Clean does not suggest shiny. In surface preparation services, tidy methods devoid of contaminants that hinder adhesion, paired with a texture that enables the next system to mechanically anchor. On steel, that normally suggests eliminating mill scale, rust, and salts, then accomplishing a measurable profile matched to the covering, typically between 1.5 and 3.0 mils for typical epoxies and zinc primers. On concrete, it implies opening the cap, removing weak paste, adhesives, and sealants, and achieving a concrete surface profile that matches the flooring system, from a whisper of texture for thin acrylics as much as a deep tooth mobile blasting solutions for high-build mortars.
General professionals often avoid an action here, assuming any "sandblasting" will do. Sandblasting has ended up being a catch-all term for many blasting procedures, but the equipment, media, water injection, and containment techniques differ commonly. The right choice depends on the substrate and the service environment.
Reading the substrate: concrete, metal, and masonry
Every substrate talks if you understand the language. With metal, you listen for rust grade and solidity. With concrete, you search for laitance, sealers, and moisture. With brick, you expect friable mortar joints and spalling faces. Here is how that equates to useful choices.
Steel and iron react well to traditional dry blasting for rust removal blasting and mill scale, however you require to defend against embedding chloride-laden grit if the structure lives near saltwater. In those cases, a mix of dustless blasting and post-blast salt screening can save a premium paint job. For galvanized components, aggressive angular media can rip through the zinc and create adhesion headaches later on. Softer media or fine glass can roughen gently without removing protective layers.

Aluminum is delicate to over-profiling. I have actually seen operators put a 4 mil profile on an aluminum boat hull, then question why the primer sagged and the finish looked hammered. With softer alloys, stay with great abrasives and lower pressures, and verify with replica tape or a comparable profiling method.
Concrete grows on mechanical preparation. Shot blasting works marvels on industrial floorings, but it can leave obvious stripes if the operator moves too quickly. For patchy adhesive residues or irregular pieces in remodels, mobile blasting solutions that combine water and media create an even tooth without overcutting high spots. If you prepare a sleek concrete surface, you want a controlled, uniform profile, not deep craters. If you plan a thick-build epoxy mortar, you want a more robust cut so the system can key into the surface. The goal is constantly harmony, not optimal aggression.

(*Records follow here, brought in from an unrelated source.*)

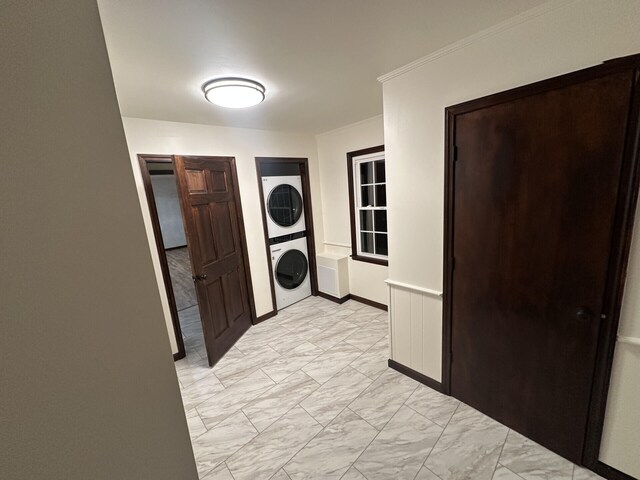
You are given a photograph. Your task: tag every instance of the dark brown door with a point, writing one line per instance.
(535, 189)
(210, 203)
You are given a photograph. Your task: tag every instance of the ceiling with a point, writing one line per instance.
(319, 59)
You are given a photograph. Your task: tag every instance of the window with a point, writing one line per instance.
(368, 202)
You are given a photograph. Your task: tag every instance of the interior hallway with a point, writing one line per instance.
(181, 281)
(308, 395)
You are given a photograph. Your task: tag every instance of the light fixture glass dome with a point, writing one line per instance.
(233, 92)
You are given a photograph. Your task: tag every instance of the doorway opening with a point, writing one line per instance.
(198, 227)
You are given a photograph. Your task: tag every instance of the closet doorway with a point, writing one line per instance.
(541, 187)
(198, 227)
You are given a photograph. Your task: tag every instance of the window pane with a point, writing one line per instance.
(366, 172)
(366, 196)
(379, 169)
(366, 220)
(381, 220)
(381, 196)
(366, 242)
(381, 244)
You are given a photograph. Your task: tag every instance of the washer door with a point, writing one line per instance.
(285, 205)
(292, 269)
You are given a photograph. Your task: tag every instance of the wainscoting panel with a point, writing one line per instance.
(415, 316)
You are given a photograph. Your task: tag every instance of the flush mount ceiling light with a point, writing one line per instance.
(233, 92)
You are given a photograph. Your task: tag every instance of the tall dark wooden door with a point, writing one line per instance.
(209, 197)
(534, 188)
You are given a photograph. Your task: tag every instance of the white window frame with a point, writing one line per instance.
(356, 162)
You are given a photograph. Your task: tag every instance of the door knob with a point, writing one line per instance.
(583, 314)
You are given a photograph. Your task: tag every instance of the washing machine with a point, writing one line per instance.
(283, 204)
(290, 261)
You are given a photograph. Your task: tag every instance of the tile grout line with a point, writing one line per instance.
(440, 437)
(506, 437)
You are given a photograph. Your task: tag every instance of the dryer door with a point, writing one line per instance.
(284, 205)
(292, 269)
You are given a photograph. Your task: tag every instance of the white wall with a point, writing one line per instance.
(557, 38)
(88, 388)
(160, 137)
(365, 279)
(165, 192)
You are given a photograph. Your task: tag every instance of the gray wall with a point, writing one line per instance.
(165, 192)
(87, 384)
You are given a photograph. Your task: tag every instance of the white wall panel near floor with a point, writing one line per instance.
(160, 137)
(555, 38)
(415, 315)
(365, 279)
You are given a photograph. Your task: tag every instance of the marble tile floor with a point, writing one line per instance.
(308, 395)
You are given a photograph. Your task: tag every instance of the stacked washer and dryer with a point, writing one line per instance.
(287, 227)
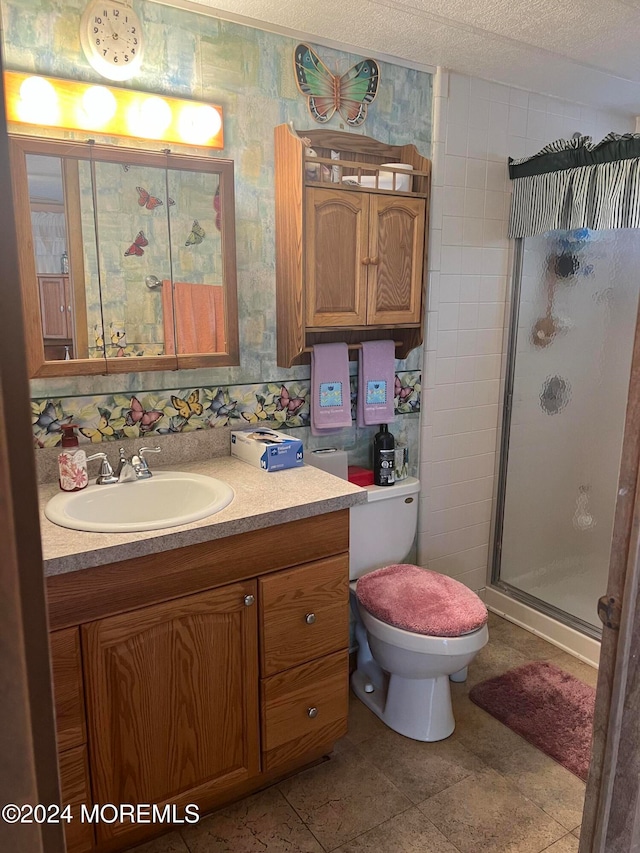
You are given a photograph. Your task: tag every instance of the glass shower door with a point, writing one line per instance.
(569, 372)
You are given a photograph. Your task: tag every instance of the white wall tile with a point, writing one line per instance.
(519, 98)
(448, 316)
(451, 259)
(517, 125)
(472, 232)
(449, 288)
(455, 171)
(451, 230)
(469, 288)
(466, 368)
(468, 316)
(445, 371)
(476, 174)
(447, 343)
(457, 138)
(478, 143)
(473, 203)
(453, 201)
(497, 176)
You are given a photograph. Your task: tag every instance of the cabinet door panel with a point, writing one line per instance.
(336, 250)
(67, 687)
(173, 698)
(74, 788)
(397, 260)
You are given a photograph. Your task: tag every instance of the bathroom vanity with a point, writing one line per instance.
(198, 664)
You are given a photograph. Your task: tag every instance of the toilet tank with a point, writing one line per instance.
(381, 532)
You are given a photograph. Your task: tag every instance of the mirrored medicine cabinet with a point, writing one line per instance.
(127, 258)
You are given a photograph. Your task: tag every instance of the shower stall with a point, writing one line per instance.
(573, 316)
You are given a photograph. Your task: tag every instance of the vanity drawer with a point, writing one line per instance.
(304, 708)
(67, 687)
(74, 789)
(304, 613)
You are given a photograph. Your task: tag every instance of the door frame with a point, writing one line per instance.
(29, 763)
(611, 821)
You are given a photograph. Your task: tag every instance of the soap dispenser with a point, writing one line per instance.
(72, 462)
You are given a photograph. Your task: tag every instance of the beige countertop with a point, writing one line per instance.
(262, 499)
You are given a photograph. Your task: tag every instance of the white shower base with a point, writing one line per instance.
(572, 584)
(569, 640)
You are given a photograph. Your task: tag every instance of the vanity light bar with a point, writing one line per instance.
(68, 104)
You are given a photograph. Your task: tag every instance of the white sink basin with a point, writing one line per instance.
(167, 499)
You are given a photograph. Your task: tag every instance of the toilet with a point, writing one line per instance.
(415, 629)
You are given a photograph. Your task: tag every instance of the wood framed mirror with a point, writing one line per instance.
(127, 258)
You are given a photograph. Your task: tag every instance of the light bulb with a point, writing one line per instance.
(197, 123)
(38, 102)
(97, 107)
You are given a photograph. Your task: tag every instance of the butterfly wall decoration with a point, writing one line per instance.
(197, 234)
(137, 415)
(188, 407)
(288, 403)
(102, 430)
(136, 248)
(145, 199)
(349, 93)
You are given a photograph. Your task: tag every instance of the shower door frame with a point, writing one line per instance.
(496, 581)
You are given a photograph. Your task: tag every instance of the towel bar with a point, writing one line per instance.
(353, 346)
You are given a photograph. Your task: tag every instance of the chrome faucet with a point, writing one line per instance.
(128, 470)
(106, 475)
(140, 464)
(125, 472)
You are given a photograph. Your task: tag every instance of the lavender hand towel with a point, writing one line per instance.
(376, 379)
(330, 388)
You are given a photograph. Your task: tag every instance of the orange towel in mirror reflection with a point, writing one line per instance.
(199, 317)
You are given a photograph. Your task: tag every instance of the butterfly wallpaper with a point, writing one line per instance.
(110, 417)
(350, 93)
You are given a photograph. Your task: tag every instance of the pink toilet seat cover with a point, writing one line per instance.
(421, 601)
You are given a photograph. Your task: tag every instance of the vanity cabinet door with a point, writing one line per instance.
(396, 247)
(172, 693)
(336, 249)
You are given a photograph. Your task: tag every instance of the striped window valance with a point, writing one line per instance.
(577, 184)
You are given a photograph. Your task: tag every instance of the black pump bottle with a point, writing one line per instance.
(384, 457)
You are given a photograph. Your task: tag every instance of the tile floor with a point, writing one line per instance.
(483, 790)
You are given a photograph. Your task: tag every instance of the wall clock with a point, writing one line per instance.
(112, 39)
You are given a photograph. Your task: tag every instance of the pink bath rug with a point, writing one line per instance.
(546, 706)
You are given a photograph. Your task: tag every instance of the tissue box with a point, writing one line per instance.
(267, 448)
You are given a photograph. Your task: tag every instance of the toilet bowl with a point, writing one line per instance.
(416, 630)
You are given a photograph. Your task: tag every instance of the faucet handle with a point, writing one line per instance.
(140, 463)
(144, 450)
(106, 475)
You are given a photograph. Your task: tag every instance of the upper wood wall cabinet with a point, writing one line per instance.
(350, 258)
(127, 258)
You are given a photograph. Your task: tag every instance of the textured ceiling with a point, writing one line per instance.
(582, 50)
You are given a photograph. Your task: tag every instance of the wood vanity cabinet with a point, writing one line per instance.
(206, 676)
(350, 259)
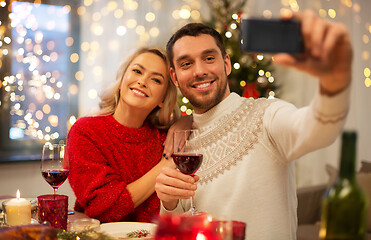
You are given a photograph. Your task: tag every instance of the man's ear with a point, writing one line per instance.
(173, 77)
(228, 65)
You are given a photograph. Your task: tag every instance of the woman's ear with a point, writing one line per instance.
(173, 77)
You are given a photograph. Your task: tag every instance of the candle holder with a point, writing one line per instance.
(17, 211)
(53, 209)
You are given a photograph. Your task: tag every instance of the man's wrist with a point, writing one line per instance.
(170, 206)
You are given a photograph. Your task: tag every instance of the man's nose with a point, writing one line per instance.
(200, 70)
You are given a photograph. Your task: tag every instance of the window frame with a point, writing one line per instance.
(30, 149)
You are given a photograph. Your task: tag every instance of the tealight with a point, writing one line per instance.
(18, 211)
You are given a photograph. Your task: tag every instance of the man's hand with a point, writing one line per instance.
(172, 185)
(183, 123)
(328, 53)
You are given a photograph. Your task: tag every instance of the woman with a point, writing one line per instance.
(116, 156)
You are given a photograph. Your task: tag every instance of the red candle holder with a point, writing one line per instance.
(53, 209)
(203, 226)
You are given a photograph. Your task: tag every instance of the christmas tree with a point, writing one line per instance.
(251, 74)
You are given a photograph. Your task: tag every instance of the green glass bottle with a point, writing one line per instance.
(344, 206)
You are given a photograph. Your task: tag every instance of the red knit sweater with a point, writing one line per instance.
(104, 157)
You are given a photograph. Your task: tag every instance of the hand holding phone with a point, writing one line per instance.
(271, 36)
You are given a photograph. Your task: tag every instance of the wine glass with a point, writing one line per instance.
(54, 165)
(184, 156)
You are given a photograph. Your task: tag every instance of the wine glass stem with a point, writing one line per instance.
(193, 208)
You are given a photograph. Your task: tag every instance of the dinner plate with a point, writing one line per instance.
(119, 230)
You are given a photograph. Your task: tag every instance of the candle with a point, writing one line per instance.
(18, 211)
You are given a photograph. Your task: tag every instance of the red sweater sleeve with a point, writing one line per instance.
(96, 178)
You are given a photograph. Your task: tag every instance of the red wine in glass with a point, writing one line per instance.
(55, 177)
(187, 163)
(185, 156)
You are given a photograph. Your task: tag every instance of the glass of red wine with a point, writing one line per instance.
(184, 156)
(54, 165)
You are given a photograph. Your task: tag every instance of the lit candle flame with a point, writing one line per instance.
(18, 194)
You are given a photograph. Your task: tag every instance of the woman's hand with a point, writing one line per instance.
(184, 122)
(172, 185)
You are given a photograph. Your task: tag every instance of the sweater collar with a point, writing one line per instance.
(226, 106)
(143, 133)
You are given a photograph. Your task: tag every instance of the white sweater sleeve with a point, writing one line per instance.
(296, 132)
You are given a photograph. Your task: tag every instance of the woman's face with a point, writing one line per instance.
(145, 82)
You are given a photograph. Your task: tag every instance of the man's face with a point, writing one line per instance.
(200, 71)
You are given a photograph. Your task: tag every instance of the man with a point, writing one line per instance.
(249, 146)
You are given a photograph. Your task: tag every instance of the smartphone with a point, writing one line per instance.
(271, 36)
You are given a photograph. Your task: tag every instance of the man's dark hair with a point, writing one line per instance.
(194, 30)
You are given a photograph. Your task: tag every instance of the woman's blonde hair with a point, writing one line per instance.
(159, 117)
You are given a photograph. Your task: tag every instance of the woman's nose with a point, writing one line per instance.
(142, 81)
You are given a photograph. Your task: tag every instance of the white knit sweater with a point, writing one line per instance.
(249, 146)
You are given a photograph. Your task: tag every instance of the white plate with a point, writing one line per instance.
(119, 230)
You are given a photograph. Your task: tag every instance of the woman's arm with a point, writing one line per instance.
(141, 189)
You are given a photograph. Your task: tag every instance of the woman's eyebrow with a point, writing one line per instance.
(154, 73)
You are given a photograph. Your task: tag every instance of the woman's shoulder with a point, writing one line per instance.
(90, 122)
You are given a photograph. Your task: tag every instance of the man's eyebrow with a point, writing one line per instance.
(206, 51)
(211, 50)
(154, 73)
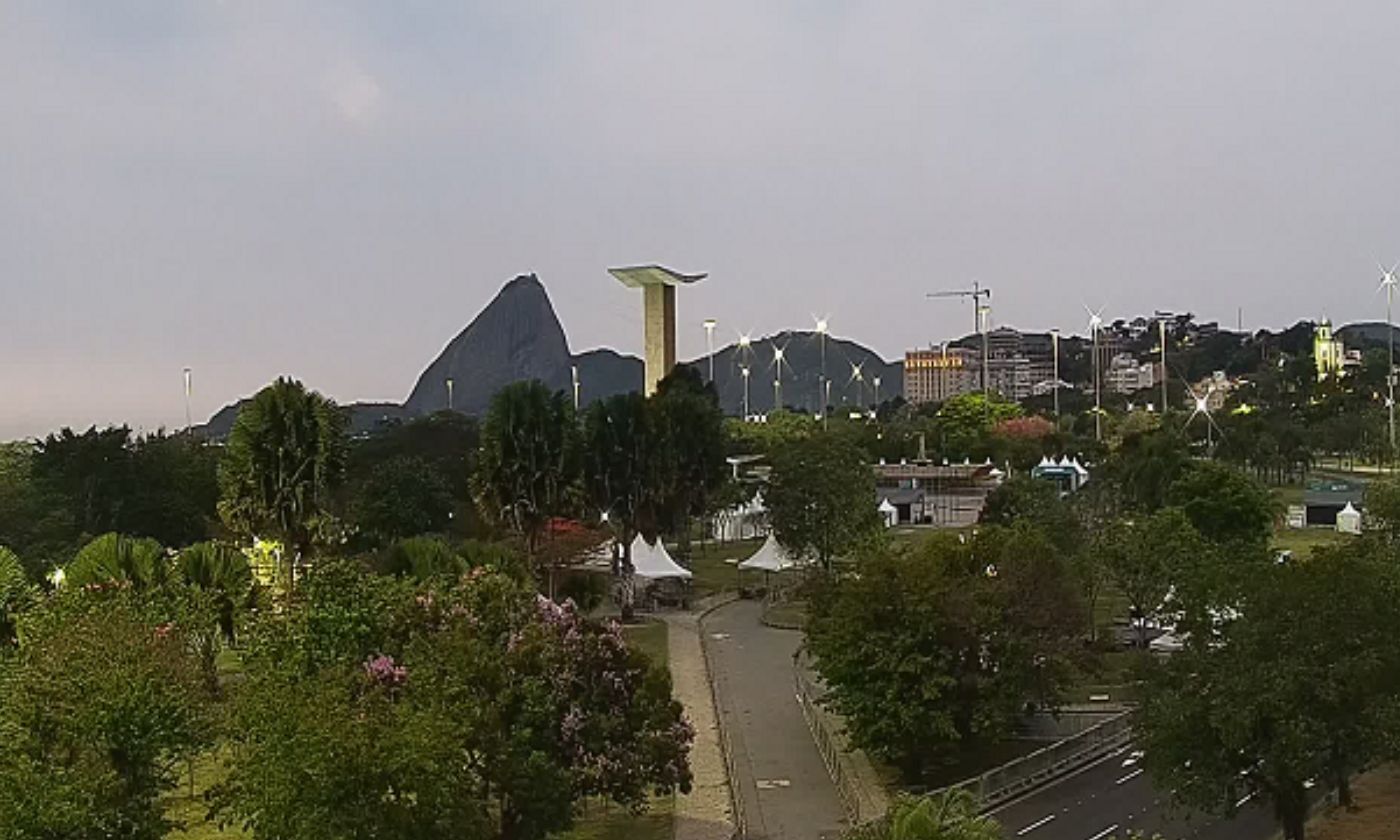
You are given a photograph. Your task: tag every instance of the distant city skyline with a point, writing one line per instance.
(333, 191)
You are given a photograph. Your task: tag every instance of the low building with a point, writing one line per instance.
(1325, 499)
(1127, 375)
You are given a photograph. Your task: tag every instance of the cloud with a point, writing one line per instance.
(356, 95)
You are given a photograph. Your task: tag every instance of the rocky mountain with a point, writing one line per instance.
(517, 336)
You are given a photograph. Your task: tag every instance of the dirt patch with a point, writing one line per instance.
(1378, 798)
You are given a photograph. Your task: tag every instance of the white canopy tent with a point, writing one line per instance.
(654, 563)
(888, 513)
(770, 557)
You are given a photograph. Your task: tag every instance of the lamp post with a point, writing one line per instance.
(189, 422)
(823, 387)
(1388, 282)
(745, 371)
(1095, 322)
(709, 343)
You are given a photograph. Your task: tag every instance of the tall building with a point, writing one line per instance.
(1327, 352)
(934, 375)
(1127, 375)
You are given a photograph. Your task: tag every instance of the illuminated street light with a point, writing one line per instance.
(709, 342)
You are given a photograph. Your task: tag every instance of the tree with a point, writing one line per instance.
(528, 462)
(221, 571)
(16, 594)
(688, 434)
(935, 651)
(948, 815)
(98, 706)
(619, 473)
(1145, 556)
(118, 557)
(1224, 504)
(283, 459)
(1302, 685)
(821, 497)
(401, 497)
(473, 709)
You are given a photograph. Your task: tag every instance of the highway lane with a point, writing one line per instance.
(1113, 797)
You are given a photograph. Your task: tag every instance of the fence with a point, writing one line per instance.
(1012, 779)
(741, 826)
(860, 805)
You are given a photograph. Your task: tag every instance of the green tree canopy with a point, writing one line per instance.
(821, 497)
(528, 462)
(98, 704)
(283, 459)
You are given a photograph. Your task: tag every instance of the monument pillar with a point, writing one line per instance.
(658, 315)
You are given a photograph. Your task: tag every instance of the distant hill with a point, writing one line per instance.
(518, 336)
(1365, 333)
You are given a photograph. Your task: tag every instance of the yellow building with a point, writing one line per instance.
(1327, 352)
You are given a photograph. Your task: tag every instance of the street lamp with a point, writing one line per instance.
(189, 422)
(1388, 282)
(709, 342)
(745, 371)
(1095, 324)
(825, 388)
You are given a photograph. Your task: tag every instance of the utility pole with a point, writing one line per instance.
(977, 294)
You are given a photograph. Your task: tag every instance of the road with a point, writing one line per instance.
(783, 784)
(1113, 797)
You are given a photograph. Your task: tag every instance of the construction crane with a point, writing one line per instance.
(976, 293)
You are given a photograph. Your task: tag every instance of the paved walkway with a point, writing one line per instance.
(704, 812)
(783, 784)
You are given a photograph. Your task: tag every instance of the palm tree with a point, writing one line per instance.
(284, 457)
(528, 464)
(115, 557)
(223, 571)
(947, 815)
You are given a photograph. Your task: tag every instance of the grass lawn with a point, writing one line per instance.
(650, 637)
(1376, 815)
(1302, 541)
(714, 564)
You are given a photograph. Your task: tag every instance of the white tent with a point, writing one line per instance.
(889, 513)
(744, 521)
(772, 557)
(654, 562)
(1348, 520)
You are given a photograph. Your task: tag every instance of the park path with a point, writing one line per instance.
(704, 814)
(781, 781)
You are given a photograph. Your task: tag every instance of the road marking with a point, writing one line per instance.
(1035, 825)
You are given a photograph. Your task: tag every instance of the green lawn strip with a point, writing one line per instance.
(714, 564)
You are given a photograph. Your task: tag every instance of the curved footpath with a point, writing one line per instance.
(780, 779)
(703, 814)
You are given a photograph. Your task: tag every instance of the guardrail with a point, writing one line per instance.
(1001, 784)
(828, 744)
(741, 826)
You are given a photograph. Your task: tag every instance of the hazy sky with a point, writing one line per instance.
(333, 189)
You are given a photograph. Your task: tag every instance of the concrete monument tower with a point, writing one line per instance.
(658, 310)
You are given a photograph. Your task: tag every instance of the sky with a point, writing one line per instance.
(332, 191)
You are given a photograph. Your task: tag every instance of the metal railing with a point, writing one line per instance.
(1001, 784)
(741, 826)
(826, 744)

Brick and stone can be stunning one minute and destroyed the next. I have seen sandstone faces crumble since somebody blasted it like plate steel. Glass blasting services shine here, considering that squashed recycled glass, applied at the ideal pressure, can strip paint and gunk without chewing up the mineral surface. On ornaments and comprehensive carvings, lower pressure and a standoff range keep feathers and edges intact.
A quick tour of blasting approaches without the jargon
Traditional dry blasting uses compressed air and abrasive media to eliminate finishes and contamination. It is efficient, particularly for heavy rust, but dust becomes a concern, so containment is crucial. Dry blasting lets you adjust media type, size, and pressure quickly, which matters when you are browsing around fasteners, seals, and thin edges.
Dustless blasting injects water into the stream, minimizing airborne dust by a large margin. It does not eliminate all air-borne particles, but it drastically enhances presence and neighbor relations. On steel, you need to offset the moisture with rust inhibitors and quick-turn coatings. On concrete, dustless blasting knocks down high friction heat, reducing microcracking and assisting with even texture.
Soda blasting, as soon as fashionable, still has its place for gentle graffiti removal on delicate substrates or for degreasing engines without heavy profile. It leaves a residue that can combat brand-new coatings, though, so prepare for a thorough washdown.
Glass blasting services, using crushed recycled glass, struck a sweet spot of cutting power and surface friendliness. Glass is angular and clean, providing great bite on metals and efficient paint removal blasting, but it breaks down into inert dust without totally free silica. On exterior remodellings, glass media tends to check lots of boxes: it strips without heavy gouging, assists with lead paint abatement when paired with appropriate containment, and keeps clean-up manageable.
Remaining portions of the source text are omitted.